Last month I posted a story about our visit to the South Pacific island nation of Vanuatu. We visited Fiji on the same trip, a few years back. Here's a little taste of that trip from the eventual book, Common Sense and Whiskey:
The only sounds at Koro Sun, Vanua Levu island, Fiji are four: The palm fronds, the birds, the overhead fan, and if a truck rumbles by. Sixteen bures sit in a ring around a garden and the sea is across the road.
Tony and Paula, our proprietors, greeted us, Tony with that just slightly perplexed look I swear is endemic to Kiwis, and Paula, a Dutch woman with a slow, rigid manner and huge round eyes, unblinking.
Paula fixed us a vodka welcome drink, “Strong - I thought you might need it,” and we settled in to introduce ourselves. They knew we’d been traveling some 27 hours. They knew we’d be frazzled, and sunburned Tony offered again and again to arrange anything we’d like - or nothing if we’d like.
Nice folks, they set us up with bure #1 and sent a six pack of Fiji Bitter beer to the fridge, then followed that with fruit and cheese platters. We alternately sat on our porch, gazed at the sea and poured sweat, doused ourselves in the freezing shower, and napped, and that was all we did on the first day.
*****
Dew dropped from the roof, the sea lay gray and smooth as ice, and birds called from the tops of the coconut palms. The first pickup truck of the day lumbered by and color began to return to the earth as the sky lightened on the morning of the second day. The yard boys collected last night’s fallen palm fronds.

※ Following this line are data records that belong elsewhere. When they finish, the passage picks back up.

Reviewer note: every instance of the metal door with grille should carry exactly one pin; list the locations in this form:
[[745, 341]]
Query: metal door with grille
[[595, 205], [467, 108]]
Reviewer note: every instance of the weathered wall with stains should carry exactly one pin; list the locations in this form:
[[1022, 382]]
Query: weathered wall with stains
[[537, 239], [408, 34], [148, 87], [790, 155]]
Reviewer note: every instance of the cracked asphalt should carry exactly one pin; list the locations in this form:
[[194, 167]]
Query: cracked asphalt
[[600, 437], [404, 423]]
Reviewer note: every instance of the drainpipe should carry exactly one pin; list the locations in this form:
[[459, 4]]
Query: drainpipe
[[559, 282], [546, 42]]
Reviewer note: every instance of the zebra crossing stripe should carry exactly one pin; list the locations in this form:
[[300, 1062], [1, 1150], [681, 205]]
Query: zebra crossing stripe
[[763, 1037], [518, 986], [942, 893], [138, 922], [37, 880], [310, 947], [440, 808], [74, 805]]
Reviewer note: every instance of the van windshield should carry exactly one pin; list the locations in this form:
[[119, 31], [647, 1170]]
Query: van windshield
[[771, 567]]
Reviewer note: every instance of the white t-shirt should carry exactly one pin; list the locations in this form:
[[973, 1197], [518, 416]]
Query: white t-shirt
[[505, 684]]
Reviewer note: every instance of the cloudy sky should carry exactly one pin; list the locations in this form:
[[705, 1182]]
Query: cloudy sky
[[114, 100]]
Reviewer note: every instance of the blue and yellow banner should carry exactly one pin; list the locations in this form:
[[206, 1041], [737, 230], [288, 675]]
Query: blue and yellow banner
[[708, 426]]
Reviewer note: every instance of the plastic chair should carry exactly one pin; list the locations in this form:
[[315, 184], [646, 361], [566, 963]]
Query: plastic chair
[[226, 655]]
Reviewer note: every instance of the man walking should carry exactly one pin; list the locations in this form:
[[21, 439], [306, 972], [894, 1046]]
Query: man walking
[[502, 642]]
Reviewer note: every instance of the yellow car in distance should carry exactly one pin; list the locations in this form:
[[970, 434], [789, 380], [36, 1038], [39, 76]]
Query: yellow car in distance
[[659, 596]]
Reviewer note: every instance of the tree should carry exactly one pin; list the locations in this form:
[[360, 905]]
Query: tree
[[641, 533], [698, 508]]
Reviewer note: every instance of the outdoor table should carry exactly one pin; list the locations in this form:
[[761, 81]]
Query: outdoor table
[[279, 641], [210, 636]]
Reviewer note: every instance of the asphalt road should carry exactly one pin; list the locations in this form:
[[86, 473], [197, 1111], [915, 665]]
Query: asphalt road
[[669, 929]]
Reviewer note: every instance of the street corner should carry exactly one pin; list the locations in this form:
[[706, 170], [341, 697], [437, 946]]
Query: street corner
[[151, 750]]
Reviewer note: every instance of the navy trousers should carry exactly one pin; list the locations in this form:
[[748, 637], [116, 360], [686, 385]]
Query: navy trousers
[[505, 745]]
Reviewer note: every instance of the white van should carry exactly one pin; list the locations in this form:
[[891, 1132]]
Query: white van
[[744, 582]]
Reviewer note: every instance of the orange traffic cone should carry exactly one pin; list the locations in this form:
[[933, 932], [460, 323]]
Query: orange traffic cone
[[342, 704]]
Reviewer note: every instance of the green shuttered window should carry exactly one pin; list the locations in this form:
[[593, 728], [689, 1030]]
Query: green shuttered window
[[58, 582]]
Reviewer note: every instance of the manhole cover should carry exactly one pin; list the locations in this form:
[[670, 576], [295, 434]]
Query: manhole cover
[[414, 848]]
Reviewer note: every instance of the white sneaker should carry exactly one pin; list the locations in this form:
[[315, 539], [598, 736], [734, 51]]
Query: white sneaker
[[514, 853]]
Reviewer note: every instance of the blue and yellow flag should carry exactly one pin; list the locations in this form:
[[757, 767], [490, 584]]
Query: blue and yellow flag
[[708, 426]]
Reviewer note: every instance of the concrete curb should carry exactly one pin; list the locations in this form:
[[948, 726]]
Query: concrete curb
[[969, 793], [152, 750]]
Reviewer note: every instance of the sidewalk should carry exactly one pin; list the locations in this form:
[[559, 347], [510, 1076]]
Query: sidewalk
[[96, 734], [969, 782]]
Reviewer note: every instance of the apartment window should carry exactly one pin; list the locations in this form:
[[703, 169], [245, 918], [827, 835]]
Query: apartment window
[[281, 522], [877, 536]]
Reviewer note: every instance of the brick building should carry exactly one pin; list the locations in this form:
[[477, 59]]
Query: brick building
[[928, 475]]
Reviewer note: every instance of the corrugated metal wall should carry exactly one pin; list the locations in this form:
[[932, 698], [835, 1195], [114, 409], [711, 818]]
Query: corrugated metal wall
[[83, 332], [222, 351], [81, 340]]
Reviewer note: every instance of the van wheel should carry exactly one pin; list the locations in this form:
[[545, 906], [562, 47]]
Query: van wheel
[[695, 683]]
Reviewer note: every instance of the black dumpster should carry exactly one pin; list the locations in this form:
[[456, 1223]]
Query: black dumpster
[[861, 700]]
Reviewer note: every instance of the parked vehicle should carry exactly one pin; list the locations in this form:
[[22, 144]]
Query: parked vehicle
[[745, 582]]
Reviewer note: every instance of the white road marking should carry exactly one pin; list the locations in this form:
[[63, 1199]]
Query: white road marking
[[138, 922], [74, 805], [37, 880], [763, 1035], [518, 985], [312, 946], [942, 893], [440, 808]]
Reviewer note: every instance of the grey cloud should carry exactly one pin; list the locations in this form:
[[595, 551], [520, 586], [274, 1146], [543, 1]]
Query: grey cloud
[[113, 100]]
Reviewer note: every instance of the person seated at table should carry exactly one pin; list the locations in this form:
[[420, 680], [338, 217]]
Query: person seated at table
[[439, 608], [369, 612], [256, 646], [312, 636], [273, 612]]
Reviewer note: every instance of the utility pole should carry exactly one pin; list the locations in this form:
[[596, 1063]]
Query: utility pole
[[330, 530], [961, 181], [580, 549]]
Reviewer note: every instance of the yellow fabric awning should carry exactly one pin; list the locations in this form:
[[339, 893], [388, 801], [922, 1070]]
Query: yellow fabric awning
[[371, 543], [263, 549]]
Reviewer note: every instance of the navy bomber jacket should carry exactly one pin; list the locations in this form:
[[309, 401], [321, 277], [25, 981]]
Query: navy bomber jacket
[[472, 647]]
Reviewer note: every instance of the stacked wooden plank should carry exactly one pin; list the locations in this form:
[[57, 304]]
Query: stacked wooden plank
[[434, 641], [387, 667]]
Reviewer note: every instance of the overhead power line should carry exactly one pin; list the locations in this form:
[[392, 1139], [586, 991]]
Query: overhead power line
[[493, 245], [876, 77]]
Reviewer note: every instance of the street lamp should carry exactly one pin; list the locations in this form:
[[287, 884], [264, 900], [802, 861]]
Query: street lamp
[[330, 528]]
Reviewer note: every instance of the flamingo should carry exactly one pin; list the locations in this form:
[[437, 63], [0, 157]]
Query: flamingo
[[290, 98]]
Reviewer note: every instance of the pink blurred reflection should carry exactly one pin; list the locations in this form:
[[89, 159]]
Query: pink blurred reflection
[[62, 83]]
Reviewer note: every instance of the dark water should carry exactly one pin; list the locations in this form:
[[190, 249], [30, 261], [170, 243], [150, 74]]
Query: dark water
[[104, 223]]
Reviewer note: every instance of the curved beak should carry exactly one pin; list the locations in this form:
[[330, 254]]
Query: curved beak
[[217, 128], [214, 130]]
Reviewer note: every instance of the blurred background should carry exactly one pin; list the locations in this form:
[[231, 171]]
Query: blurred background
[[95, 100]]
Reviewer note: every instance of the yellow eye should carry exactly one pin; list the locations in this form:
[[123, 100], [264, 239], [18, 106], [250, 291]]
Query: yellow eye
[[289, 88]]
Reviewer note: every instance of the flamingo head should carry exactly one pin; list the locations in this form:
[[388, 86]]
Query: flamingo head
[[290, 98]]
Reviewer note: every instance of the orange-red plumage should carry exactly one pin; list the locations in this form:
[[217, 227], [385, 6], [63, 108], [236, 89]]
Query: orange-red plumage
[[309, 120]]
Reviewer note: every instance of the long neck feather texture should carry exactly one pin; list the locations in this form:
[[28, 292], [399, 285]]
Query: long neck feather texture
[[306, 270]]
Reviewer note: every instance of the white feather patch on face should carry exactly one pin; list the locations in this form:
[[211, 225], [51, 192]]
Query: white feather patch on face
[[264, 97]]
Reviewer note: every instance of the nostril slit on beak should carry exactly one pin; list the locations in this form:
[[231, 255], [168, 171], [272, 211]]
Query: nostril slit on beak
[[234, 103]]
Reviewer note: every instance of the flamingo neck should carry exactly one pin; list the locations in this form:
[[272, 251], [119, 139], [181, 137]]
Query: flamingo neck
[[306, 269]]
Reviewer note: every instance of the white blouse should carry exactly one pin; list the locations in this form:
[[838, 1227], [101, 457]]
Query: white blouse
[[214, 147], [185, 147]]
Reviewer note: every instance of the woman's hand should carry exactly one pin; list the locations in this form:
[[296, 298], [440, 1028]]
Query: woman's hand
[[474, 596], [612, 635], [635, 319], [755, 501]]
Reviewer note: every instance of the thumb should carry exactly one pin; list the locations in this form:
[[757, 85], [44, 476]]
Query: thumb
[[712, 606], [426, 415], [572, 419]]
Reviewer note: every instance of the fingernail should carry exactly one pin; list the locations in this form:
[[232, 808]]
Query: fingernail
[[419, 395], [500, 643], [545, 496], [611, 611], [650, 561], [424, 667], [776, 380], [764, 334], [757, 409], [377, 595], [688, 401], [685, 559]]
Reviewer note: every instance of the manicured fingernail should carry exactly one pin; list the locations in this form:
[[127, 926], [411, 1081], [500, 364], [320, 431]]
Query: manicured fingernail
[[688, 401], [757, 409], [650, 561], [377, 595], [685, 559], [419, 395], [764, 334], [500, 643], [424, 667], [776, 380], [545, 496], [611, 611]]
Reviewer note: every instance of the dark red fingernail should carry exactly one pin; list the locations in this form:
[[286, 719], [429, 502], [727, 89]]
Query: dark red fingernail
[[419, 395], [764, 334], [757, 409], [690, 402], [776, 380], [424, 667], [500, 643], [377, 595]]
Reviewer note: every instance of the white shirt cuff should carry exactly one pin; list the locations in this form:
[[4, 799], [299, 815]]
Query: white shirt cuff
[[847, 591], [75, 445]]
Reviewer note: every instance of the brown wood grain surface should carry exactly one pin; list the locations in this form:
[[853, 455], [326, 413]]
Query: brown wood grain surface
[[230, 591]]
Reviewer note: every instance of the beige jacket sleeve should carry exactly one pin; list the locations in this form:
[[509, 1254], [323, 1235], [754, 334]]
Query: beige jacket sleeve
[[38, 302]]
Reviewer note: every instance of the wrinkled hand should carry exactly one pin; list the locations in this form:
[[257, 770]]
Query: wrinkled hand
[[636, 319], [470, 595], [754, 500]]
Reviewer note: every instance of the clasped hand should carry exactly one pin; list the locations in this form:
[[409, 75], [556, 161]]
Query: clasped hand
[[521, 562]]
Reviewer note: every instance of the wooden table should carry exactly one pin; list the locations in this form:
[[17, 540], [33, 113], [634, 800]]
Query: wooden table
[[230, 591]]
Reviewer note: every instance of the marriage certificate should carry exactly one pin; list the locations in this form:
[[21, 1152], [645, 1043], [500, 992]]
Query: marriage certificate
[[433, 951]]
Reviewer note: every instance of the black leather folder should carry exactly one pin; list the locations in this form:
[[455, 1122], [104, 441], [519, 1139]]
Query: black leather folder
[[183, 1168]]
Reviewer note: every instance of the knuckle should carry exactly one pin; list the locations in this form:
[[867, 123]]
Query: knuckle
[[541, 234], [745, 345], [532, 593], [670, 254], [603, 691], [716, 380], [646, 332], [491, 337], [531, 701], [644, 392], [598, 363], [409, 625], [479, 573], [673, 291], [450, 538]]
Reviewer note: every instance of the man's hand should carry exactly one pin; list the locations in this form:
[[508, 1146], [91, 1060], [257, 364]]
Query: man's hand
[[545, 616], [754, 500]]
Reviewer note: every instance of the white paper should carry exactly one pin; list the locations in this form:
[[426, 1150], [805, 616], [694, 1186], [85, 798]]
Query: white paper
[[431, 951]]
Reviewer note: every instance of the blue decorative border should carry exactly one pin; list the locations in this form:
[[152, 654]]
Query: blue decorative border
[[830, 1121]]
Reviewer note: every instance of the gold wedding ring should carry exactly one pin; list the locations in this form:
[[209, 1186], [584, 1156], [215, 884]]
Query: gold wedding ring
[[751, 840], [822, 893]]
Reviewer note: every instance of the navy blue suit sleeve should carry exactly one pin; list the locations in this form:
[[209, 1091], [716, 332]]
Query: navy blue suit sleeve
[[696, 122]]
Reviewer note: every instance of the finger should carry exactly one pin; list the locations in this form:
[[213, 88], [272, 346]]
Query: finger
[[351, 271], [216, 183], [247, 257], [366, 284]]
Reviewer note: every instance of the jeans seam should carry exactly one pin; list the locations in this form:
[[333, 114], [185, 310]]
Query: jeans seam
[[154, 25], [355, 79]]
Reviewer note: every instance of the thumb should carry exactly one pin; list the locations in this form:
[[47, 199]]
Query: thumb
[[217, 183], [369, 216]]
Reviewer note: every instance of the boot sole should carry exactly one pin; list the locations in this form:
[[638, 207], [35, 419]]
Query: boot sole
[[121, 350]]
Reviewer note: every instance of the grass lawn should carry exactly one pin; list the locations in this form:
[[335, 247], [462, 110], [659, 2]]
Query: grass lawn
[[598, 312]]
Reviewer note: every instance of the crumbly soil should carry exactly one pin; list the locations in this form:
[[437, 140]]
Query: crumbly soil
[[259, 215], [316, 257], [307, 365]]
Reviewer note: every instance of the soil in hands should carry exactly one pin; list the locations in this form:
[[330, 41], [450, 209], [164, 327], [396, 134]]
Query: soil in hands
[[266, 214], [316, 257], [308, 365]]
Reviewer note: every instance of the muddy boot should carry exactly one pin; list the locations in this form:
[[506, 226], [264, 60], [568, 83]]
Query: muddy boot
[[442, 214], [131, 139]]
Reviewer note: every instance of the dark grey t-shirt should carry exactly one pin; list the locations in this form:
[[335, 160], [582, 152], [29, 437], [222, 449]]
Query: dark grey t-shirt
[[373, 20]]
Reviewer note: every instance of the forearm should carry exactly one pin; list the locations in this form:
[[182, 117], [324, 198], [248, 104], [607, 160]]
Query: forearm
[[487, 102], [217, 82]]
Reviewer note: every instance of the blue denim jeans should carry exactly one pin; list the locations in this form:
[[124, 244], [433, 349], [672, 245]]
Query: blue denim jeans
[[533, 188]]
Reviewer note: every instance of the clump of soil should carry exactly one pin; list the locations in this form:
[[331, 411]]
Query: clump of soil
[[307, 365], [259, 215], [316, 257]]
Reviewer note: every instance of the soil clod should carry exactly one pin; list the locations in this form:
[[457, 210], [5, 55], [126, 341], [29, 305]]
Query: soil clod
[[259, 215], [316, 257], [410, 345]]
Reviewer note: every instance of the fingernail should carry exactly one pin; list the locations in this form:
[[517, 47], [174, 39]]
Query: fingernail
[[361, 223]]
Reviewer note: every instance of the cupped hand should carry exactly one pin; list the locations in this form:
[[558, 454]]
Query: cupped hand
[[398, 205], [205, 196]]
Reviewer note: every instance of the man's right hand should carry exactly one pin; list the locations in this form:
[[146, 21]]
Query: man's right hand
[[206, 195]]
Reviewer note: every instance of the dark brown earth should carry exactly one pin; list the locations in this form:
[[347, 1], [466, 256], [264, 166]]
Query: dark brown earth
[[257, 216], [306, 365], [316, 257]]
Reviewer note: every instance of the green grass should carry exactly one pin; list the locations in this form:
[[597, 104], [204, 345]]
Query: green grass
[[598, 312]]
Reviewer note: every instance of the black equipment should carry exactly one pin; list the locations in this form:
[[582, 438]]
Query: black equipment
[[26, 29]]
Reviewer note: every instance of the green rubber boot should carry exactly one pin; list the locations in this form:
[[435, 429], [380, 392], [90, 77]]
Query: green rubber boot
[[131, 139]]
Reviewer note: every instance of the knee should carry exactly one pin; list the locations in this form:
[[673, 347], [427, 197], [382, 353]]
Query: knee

I sat with coffee (poured under the watchful eye of a gecko perched on the wall) on the front porch after I could sleep no more, and Mirja caught just the last few minutes of sleep. I had lain in bed trying to store the feeling of the pre-dawn cool, under the ceiling fan, to summon back later in the day.
A British couple who stopped to commiserate about our long flight (everybody knows everybody’s business here, apparently) said yesterday had been the hottest of their six weeks here, and indeed I took a reading of 90 degrees in the cool of our bure, in air hanging with humidity. The fan had a mighty five speeds: 1, 2, 3, 4 and on, and “on” would whip the air furiously but to little cooling effect.
*****
Vanua Levuans have the time and disposition to be open, affable and curious. And honest. We asked a waitress what she knew about Vanuatu.
“Oh, they are MUCH blacker than we are,” she told us, and laughed uproariously.
Suharto, it is said, judged fellow leaders by their ability to remain calm under pressure. In the same way, Vanua Levuans’ words are invested with gravitas by their very softness.
*****
In Malindi, on the east coast of Africa, Mirja and I have observed a funny practice. At the Malindi Deep Sea Fishing Club there, when you pull up to the bar, they issue you a “drinking cloth,” to be carried around with you as you visit throughout the bar. It’s to keep your beer, which sweats furiously in the humidity, from leaving pools all over the tables. I’ve done my bit to import the practice to Vanua Levu.
As we sat with Fiji Golds and Heinekens (Paula is Dutch, after all), a British fellow explained the difference between Aussies and Kiwis: Kiwis, it seems, have an overdeveloped left frontal lobe, resulting in overbearing caution.
This fellow runs a business in New Zealand, this British guy does, and it seems he just can’t congratulate his team on a job well done.
“Well, yes, we did okay this quarter, but we’ll have to see about the next,” he says they’ll always say. Mirja would call that a Lutheran streak.
*****
Aussies can tell if you’re a Kiwi in an instant, this fellow continued, because they have a sort of flat way of saying their “U’s.” Ut and abut, he says they say. Besides that, he winked a beer-rosy, sunburned wink, mere mortals like us can’t tell the difference.
One last gem of wisdom: Cook Islanders are, as a rule, grumpy. Thinks it must be because all the smart ones went to New Zealand and got jobs.
*****
All these isolated resorts the world over are islands unto themselves. Here the people from the traditional villages find work. It’s here the local island folks, whether Fijian or expats, can gather for billiards or for a swim in the pool.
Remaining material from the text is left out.